Is the writer asking ‘why?’ Or his heart silenced by an inexpressible ‘how’?
The author, by tradition the Prophet Jeremiah, has witnessed the sacking of Jerusalem by the Babylonians. But it feels as if the eyes which observe that scene in the sixth century BCE are the same eyes which have seen the destruction of innumerable cities and villages across ages, the same cruelty and the same suffering. The voice which attempts to describe them says the same words, ‘How!’ ‘Why?’ beyond which lies that vast incomprehensibility which covers like dust the broken interiors of houses and the bodies of those who once inhabited them in peace. Here is Jerusalem, burnt and plundered by the Romans; here are the villages of Biafra and Cambodia, the suburbs of the cities of Syria.
Why think such horrible thoughts?
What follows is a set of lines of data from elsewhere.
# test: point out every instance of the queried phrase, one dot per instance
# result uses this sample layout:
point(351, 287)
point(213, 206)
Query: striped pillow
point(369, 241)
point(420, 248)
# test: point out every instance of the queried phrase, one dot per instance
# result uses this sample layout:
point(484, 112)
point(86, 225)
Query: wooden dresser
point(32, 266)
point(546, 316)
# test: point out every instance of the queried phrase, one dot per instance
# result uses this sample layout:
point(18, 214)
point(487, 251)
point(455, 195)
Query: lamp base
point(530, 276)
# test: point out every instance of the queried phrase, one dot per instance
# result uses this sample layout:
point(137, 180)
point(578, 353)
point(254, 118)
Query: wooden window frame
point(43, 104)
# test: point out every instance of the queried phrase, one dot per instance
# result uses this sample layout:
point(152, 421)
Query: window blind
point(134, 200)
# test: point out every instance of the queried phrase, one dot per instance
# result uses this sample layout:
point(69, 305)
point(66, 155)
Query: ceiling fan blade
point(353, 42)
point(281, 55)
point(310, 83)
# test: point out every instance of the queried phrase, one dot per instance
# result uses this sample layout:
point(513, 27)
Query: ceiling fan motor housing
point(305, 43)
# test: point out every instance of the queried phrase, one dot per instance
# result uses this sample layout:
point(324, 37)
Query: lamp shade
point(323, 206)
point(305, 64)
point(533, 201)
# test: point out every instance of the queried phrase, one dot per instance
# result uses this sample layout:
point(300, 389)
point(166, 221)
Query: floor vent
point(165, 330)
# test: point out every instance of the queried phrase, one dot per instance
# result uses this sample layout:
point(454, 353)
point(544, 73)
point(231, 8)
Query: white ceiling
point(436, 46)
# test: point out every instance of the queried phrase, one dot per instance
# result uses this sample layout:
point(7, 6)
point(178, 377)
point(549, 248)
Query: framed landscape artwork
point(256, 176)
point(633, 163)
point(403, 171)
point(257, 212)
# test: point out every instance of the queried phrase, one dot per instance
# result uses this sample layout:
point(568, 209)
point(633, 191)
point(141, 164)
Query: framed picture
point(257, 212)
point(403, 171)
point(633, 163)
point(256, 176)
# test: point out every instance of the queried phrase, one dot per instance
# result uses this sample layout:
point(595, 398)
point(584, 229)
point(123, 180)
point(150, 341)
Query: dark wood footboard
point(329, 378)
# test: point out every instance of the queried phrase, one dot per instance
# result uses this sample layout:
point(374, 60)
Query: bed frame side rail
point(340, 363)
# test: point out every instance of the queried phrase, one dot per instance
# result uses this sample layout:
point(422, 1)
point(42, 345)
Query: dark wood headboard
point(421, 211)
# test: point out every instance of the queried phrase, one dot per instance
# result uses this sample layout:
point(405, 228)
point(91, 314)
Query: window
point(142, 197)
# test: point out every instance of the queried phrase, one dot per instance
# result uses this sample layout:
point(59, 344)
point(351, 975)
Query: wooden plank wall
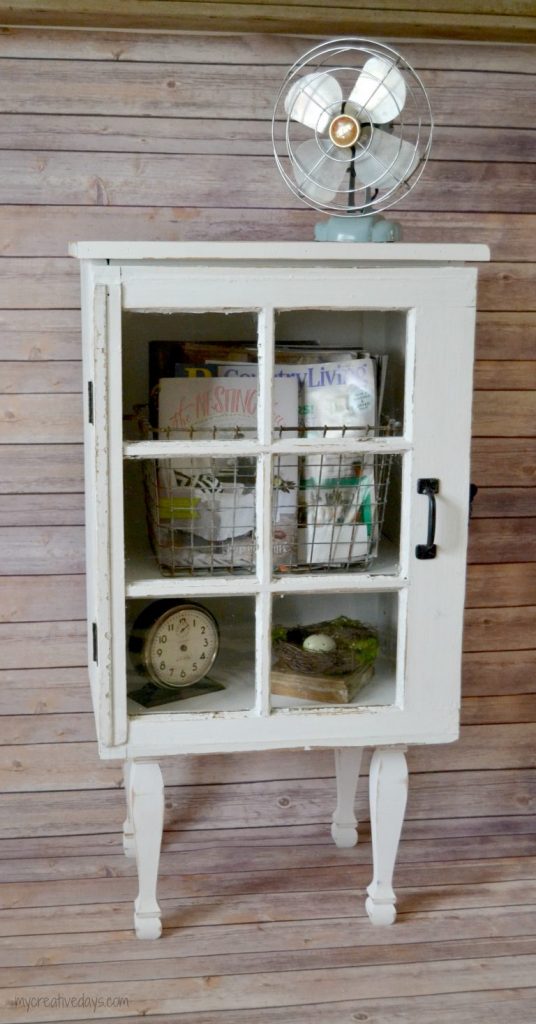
point(118, 135)
point(479, 19)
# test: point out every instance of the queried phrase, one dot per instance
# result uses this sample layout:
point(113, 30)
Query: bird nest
point(356, 647)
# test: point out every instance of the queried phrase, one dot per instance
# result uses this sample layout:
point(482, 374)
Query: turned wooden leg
point(128, 827)
point(347, 764)
point(147, 786)
point(388, 792)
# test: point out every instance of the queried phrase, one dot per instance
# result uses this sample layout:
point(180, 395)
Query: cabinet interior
point(378, 333)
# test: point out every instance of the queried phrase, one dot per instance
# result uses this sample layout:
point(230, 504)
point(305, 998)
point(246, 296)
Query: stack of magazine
point(324, 503)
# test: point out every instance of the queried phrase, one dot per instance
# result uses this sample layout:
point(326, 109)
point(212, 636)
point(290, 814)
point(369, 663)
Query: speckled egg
point(319, 643)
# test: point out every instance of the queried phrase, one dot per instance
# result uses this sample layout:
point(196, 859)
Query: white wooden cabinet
point(413, 304)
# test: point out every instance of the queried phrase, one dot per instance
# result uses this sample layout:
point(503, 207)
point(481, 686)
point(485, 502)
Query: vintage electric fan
point(352, 132)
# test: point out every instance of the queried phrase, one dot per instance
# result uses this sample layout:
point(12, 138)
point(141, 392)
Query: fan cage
point(373, 197)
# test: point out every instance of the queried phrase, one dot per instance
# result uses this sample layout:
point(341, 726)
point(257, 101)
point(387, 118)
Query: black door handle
point(429, 486)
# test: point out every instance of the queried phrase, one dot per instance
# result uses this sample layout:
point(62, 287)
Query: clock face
point(181, 646)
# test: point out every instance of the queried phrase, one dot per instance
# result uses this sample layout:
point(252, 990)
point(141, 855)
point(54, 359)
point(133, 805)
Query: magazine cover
point(207, 506)
point(337, 509)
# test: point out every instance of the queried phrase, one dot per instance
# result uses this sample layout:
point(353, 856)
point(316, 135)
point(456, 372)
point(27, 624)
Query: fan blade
point(380, 89)
point(319, 169)
point(386, 162)
point(312, 98)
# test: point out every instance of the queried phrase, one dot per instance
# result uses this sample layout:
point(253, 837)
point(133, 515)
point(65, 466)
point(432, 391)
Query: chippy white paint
point(437, 295)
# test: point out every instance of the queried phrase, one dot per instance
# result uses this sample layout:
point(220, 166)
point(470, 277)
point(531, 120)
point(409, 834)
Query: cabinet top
point(371, 253)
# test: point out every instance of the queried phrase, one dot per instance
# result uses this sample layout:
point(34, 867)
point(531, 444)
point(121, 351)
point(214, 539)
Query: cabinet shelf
point(290, 445)
point(238, 697)
point(142, 579)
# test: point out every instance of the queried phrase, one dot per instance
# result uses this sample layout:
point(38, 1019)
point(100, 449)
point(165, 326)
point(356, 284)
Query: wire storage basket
point(327, 509)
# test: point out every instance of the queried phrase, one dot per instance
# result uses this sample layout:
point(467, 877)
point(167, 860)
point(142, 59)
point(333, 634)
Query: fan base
point(359, 228)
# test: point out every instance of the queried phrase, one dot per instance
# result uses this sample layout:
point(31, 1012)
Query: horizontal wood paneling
point(452, 20)
point(41, 230)
point(255, 48)
point(137, 90)
point(100, 139)
point(125, 179)
point(499, 672)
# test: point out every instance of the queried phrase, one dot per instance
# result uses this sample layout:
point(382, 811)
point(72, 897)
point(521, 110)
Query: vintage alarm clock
point(174, 643)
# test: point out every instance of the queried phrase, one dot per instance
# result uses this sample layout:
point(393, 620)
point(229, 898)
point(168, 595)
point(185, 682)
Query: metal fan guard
point(327, 57)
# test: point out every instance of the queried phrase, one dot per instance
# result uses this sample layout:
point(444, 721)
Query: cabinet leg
point(128, 827)
point(147, 786)
point(344, 826)
point(388, 792)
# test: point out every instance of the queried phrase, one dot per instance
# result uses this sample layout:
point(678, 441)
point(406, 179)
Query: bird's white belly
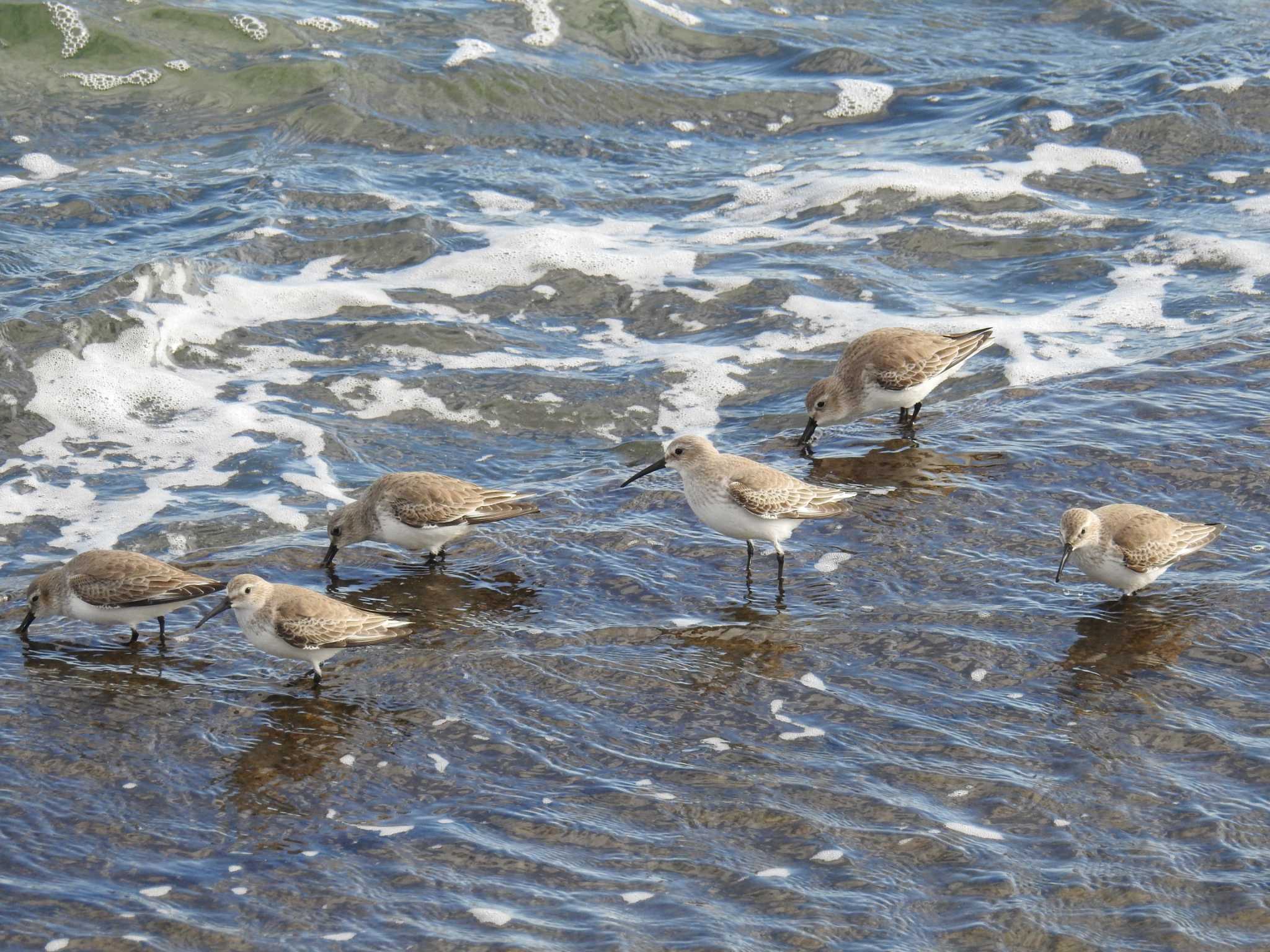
point(1110, 570)
point(431, 539)
point(732, 519)
point(878, 399)
point(86, 612)
point(259, 632)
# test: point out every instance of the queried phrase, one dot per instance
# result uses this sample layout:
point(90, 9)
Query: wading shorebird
point(115, 588)
point(746, 499)
point(419, 511)
point(287, 621)
point(1128, 546)
point(888, 368)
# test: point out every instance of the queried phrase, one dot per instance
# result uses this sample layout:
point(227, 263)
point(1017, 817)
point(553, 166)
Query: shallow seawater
point(235, 294)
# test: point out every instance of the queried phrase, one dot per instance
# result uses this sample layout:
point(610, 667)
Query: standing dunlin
point(115, 588)
point(287, 621)
point(419, 511)
point(1129, 546)
point(888, 368)
point(745, 499)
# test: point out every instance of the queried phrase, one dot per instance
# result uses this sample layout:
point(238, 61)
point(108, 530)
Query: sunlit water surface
point(234, 294)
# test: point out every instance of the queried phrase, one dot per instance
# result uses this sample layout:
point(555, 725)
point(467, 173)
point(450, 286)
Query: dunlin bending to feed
point(115, 588)
point(745, 499)
point(888, 368)
point(287, 621)
point(1128, 546)
point(420, 511)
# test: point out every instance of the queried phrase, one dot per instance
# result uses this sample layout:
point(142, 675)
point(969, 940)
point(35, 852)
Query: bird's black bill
point(807, 434)
point(1067, 552)
point(646, 471)
point(211, 615)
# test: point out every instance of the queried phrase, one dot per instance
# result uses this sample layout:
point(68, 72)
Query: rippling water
point(236, 293)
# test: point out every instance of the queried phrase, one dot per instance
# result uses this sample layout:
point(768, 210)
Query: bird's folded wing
point(134, 591)
point(771, 498)
point(1155, 540)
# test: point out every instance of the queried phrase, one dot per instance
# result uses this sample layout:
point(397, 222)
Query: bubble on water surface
point(68, 20)
point(251, 25)
point(468, 50)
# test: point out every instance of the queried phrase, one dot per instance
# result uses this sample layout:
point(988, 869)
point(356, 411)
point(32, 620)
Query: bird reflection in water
point(1123, 637)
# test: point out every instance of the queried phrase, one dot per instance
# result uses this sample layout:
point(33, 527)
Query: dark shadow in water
point(905, 465)
point(433, 596)
point(737, 649)
point(1122, 637)
point(299, 736)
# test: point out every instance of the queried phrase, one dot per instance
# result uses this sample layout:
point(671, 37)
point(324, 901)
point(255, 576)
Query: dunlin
point(419, 511)
point(115, 588)
point(287, 621)
point(745, 499)
point(888, 368)
point(1128, 546)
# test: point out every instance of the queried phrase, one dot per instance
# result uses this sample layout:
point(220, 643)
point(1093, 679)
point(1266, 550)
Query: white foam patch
point(1251, 259)
point(673, 12)
point(43, 167)
point(491, 917)
point(251, 25)
point(385, 831)
point(66, 18)
point(498, 203)
point(468, 50)
point(543, 19)
point(1227, 84)
point(1060, 120)
point(972, 831)
point(830, 562)
point(859, 98)
point(323, 23)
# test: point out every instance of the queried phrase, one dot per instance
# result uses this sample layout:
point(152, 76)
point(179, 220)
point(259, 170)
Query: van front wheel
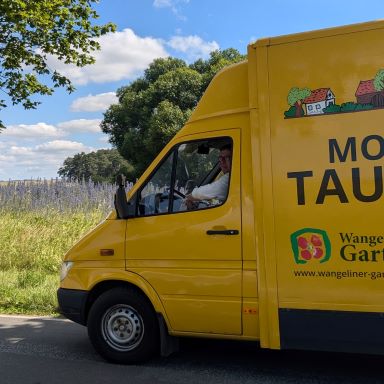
point(122, 326)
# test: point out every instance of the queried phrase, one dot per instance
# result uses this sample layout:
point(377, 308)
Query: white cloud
point(43, 160)
point(123, 55)
point(32, 131)
point(80, 125)
point(94, 103)
point(193, 46)
point(61, 146)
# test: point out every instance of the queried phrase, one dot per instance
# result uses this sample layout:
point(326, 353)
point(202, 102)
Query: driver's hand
point(190, 202)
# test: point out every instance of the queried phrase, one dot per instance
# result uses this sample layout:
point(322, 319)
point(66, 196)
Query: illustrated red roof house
point(318, 100)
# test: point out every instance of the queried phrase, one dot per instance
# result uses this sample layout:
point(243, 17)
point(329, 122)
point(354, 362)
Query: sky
point(36, 142)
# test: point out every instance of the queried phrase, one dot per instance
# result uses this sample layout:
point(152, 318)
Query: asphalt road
point(49, 351)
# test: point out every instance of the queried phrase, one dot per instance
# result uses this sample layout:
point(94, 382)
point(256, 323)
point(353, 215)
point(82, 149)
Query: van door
point(191, 254)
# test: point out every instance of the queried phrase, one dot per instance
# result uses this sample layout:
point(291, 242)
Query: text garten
point(353, 248)
point(371, 148)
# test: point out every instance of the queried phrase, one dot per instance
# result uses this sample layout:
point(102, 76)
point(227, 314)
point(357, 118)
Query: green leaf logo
point(310, 244)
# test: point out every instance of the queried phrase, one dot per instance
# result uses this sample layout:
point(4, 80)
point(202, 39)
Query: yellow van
point(260, 220)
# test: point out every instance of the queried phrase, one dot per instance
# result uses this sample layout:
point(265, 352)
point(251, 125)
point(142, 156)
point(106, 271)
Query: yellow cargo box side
point(317, 110)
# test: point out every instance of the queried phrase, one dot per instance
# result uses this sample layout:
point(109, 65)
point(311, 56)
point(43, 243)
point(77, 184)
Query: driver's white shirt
point(215, 190)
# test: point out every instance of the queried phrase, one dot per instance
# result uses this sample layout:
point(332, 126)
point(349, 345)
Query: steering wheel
point(179, 193)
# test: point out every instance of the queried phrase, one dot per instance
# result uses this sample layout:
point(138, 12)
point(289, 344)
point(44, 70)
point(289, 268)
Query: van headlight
point(65, 267)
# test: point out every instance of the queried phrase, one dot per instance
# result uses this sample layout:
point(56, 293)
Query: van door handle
point(230, 232)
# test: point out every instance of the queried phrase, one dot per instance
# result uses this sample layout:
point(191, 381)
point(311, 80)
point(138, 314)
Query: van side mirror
point(121, 205)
Why keep such a day as Tishah Be’Av, which combines, at least until the afternoon, the strictures of fasting with the laws of mourning, so that we do not eat or drink or greet one another warmly, but sit on the ground or on low chairs, and reflect? Not many years before he died my father asked me to prepare a list of martyred members of the family and to put it every Ninth of Av next to a candle on the table.
Struggling with my own question, it seems to me that the heart of Tishah Be’Av is solidarity. The Bible contains the terrible image of the man who, to further his own ends, treads mercilessly on the heads of the poor. We don’t know if he sees them but doesn’t care, or if he doesn’t even notice them at all.
I don’t want to be that person, neither through what I do nor what I fail to do. I have a terrible fear that I belong to a civilisation which does sometimes place its heels on the eyeballs of the wretched, though it makes sure they are at the far ends of the earth, or in hidden rooms, or behind walls, where nobody will take heed. I don’t want to make myself a part of it. I have a horror of being subject to cruelty, and an equal horror of being or becoming cruel.
On Tishah Be’Av we sit on the ground because we as a people have often been the victims of gross violence. Equally, we sit symbolically side by side with all who currently are such victims, for this is where our heart and conscience belong.
I had thought Yom Kippur and Tishah Be’Av, Judaism’s two twenty-five hour fasts, were totally different days. After all, Yom Kippur is about goodness, forgiveness and love. But now I realise that love begins right here, in the determination to dedicate ourselves to kindness, awareness, pity and healing.